Brussels is on the verge of gaining new legislative powers that would allow it to tackle market-distorting subsidies from foreign governments as the EU tries to defend itself against perceived unfair competition from capitals like Beijing.
The proposed rules, the summary of which was consulted by the Financial Times, significantly tighten the bloc’s approach to government-sponsored overseas competition.
The draft law, due to be published next week, is interpreted as a particular challenge for China at a tense moment for the EU’s relations with Beijing. It did so after the EU and China signed a tentative deal on a landmark investment treaty late last year – though it will take some time to ratify the deal.
The EU already has some tools in place to combat foreign subsidies, including trade defense tools and foreign investment screening to address potential security threats.
However, the state aid rules only directly target cash issued by European countries. Officials fear this has left a loophole when it comes to subsidies from non-EU countries, facilitating acquisitions in Europe, or supporting the activities of companies in the bloc.
According to the proposed regulation, which follows a Brussels White paper The European Commission published last year would be empowered to intervene in takeovers of EU companies or offers for public contracts if these are fueled by government subsidies from outside the bloc.
Under the new system, the largest and potentially most distorting takeovers or procurement offers would have to be notified to the Commission in advance. These are planned takeovers of companies worth at least EUR 500 million or procurement contracts worth at least EUR 250 million, according to two people familiar with the discussions.
The Commission could decide to open investigations into other cases that have the power to request information and conduct on-the-spot investigations.
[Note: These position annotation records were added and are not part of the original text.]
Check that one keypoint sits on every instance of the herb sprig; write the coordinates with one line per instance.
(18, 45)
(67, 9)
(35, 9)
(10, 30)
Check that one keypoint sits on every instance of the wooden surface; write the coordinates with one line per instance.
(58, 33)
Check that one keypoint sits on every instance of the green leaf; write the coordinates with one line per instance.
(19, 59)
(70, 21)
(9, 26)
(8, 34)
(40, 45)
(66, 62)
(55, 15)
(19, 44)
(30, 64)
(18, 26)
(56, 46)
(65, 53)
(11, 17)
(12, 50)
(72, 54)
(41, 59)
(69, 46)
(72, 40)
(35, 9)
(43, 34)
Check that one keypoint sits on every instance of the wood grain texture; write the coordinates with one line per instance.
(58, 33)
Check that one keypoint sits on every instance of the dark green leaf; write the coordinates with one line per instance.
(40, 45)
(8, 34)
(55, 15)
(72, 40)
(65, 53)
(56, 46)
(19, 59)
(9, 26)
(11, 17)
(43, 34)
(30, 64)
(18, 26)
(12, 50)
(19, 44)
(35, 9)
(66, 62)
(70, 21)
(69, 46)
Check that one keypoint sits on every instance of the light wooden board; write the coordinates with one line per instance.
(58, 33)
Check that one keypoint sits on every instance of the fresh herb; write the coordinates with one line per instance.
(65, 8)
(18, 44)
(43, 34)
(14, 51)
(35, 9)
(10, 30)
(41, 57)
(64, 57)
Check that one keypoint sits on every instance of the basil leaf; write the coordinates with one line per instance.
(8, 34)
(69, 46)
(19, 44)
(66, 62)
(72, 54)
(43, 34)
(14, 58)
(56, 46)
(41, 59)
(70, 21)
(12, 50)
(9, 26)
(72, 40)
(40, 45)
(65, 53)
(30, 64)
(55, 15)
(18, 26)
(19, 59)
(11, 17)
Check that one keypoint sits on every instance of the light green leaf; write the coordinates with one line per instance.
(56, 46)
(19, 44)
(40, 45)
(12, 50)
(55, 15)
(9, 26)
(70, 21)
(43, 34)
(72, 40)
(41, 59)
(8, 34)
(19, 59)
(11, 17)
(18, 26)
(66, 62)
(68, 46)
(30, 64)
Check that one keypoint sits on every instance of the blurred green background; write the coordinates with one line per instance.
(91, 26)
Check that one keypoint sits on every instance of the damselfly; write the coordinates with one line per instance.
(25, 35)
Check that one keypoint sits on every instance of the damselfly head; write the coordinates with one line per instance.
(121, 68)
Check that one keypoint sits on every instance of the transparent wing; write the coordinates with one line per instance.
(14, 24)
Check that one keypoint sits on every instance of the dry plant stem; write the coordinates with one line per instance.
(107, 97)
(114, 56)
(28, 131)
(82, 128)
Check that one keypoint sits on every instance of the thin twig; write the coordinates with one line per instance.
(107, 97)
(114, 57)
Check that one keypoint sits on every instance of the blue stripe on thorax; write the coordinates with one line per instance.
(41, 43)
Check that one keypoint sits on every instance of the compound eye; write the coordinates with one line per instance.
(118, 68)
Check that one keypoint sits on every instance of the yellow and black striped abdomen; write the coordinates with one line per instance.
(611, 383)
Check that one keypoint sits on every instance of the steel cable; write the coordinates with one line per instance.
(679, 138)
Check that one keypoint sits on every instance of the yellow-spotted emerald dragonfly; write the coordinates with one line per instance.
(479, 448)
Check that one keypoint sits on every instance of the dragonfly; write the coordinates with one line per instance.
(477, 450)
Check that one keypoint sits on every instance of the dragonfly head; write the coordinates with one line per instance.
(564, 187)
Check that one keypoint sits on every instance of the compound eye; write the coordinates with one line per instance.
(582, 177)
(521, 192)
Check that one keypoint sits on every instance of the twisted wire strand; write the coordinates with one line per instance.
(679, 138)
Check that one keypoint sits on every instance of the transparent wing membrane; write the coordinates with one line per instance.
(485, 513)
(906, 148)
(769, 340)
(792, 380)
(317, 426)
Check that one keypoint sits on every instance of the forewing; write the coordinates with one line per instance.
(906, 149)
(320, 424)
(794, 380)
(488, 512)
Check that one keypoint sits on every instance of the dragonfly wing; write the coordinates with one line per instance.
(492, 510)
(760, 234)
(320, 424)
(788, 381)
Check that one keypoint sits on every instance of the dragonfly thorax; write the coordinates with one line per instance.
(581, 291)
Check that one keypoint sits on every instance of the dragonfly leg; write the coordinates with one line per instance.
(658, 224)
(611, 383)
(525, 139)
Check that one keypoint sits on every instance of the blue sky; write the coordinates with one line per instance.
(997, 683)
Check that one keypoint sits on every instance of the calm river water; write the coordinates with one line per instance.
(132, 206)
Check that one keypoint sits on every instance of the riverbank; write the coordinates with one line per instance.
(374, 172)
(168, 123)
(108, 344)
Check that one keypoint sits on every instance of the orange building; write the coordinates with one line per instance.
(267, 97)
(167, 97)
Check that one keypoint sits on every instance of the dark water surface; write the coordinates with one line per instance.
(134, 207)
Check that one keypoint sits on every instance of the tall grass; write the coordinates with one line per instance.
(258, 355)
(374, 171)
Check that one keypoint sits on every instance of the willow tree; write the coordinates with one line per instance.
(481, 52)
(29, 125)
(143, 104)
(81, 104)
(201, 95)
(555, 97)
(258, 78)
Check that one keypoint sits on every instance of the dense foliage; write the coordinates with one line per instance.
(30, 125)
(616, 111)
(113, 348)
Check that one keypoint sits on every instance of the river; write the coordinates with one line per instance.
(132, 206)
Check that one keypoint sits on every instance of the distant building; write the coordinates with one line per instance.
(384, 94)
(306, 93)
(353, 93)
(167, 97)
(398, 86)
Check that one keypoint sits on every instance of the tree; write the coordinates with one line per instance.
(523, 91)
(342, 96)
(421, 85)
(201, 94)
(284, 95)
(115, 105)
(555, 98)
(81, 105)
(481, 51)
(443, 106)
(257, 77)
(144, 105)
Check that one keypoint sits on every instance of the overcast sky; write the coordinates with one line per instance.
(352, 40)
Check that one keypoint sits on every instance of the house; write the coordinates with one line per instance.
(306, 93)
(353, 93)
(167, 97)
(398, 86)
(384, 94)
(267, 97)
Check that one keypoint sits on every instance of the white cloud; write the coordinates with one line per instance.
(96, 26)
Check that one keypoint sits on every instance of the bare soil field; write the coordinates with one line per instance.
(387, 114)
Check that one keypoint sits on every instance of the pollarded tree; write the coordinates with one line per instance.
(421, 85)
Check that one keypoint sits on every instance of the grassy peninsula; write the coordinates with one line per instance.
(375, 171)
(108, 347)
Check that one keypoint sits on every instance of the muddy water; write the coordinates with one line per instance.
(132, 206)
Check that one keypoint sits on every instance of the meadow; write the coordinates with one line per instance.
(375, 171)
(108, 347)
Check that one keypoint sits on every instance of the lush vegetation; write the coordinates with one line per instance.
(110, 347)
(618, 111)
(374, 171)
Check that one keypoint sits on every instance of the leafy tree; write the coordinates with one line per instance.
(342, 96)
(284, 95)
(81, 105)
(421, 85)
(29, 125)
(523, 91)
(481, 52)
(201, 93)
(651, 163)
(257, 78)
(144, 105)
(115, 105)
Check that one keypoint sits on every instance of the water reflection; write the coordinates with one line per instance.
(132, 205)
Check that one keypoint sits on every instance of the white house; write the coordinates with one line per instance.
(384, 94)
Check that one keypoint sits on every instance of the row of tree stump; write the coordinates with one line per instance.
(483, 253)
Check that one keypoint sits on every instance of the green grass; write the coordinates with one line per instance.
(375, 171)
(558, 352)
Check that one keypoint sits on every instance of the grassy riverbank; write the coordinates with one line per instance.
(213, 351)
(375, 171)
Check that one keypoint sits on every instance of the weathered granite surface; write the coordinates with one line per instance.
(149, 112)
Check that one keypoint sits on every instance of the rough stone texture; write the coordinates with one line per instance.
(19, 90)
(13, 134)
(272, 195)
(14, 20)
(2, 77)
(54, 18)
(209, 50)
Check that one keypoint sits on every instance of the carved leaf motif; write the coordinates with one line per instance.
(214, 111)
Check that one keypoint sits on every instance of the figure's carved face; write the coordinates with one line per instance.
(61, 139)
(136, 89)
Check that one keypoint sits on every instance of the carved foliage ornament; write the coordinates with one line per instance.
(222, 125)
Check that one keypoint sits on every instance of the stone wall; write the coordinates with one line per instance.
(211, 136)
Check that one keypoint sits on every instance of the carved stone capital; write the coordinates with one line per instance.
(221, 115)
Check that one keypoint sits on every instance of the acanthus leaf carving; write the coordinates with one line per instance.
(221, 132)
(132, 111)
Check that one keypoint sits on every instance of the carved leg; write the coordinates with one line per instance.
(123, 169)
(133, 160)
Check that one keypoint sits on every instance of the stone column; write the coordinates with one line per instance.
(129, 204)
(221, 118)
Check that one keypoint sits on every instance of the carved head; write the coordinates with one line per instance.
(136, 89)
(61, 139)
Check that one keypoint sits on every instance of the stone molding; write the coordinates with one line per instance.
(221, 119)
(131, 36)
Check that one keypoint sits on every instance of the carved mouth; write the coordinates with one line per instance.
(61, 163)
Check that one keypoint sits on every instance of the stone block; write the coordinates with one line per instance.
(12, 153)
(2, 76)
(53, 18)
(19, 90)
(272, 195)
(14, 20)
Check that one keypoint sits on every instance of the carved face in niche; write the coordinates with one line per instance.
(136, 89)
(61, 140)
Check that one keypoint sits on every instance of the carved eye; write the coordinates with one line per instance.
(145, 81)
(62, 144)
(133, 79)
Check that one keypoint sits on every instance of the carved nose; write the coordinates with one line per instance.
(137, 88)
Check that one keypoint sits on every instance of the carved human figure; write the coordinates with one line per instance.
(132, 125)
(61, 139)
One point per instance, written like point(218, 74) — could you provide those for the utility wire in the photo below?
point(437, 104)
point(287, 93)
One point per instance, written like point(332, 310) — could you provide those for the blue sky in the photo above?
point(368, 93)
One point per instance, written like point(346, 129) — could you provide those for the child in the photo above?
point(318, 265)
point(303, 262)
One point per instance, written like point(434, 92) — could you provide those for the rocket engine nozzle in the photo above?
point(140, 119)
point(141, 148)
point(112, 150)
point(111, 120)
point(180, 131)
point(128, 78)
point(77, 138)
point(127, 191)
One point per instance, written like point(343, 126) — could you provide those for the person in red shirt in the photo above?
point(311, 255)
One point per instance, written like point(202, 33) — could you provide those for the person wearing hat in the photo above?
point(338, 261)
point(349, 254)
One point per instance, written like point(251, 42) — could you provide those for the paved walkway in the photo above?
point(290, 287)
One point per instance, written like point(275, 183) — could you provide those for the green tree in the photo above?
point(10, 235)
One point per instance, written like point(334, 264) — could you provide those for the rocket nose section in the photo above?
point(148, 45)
Foreign subsidies of less than EUR 5 million are unlikely to distort the EU internal market. Companies could be fined for failing to comply with requests for information or instructions on how to submit a takeover plan.
Due to the lack of transparency of foreign government subsidies, the Commission will use a number of “indicators” to assess the degree of possible distortion of the internal market, including the amount of any subsidy in relation to the size of a given market or the value of an acquisition. Certain types of subsidy, such as unlimited guarantees, are seen as particularly distorting.
Remedial measures include behavioral or structural corrective measures such as banning a business or selling assets, and repaying the subsidies received along with interest.
The proposal for a regulation falls within the remit of Margrethe Vestager, Executive Vice-President of the Commission who oversees competition.
“In recent years, foreign subsidies have in some cases distorted the EU’s internal market and created an unequal playing field,” the Financial Times summary said.
In some cases, these facilitated the acquisition of EU companies or the distorted trade in services to the detriment of competition. The government handouts include interest-free loans, unlimited government guarantees, or tax subsidies.
The draft law will shortly be available for examination by the Member States and the European Parliament. However, it could take a few years for the regulation to come into force and warn stakeholders that the proposals could still change.
EU officials said the proposals would also affect European companies if found to be receiving subsidies from outside the EU. “The origin of the money matters, even if it is a European company,” said an official with direct knowledge of the proposals.
The commission said it had “no specific comment” on the proposals.